Dr. Thomas S. Ray
Dr. Thomas S. Ray
earned undergraduate degrees in biology and chemistry at Florida
State University. He received his Masters and Doctorate in Biology
from Harvard University, specializing in plant ecology. He was a
member of the Society of Fellows of the University of Michigan at Ann
Arbor.
In 1981 he joined the faculty of the
University of Delaware,
School of Life and Health Sciences.
In 1993, he received a joint appointment in
Computer and Information Science
at U. of Delaware, and was appointed to the
External Faculty of the
Santa Fe Institute. In August of 1993, he joined the new
Evolutionary Systems Department
at
ATR (Advanced Telecommunications Research Institute International)

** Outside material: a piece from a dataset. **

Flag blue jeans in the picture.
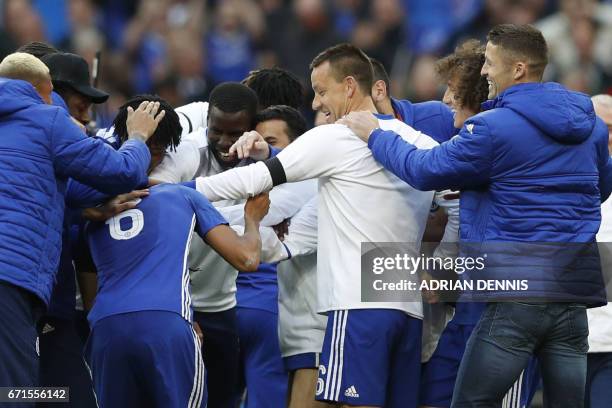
[584,353,612,408]
[451,302,589,408]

Human Information Processing Research Labs in Japan,
as an invited researcher. In August 1998 he became a Professor of
Zoology at the University of
Oklahoma,
with an adjunct appointment as Professor of
Computer Science.
Over the years, Tom has been involved in three completely different
research programs:
From 1974 to 1989, Tom was a tropical biologist who studied the
evolution and ecology of a variety of organisms inhabiting rain forests.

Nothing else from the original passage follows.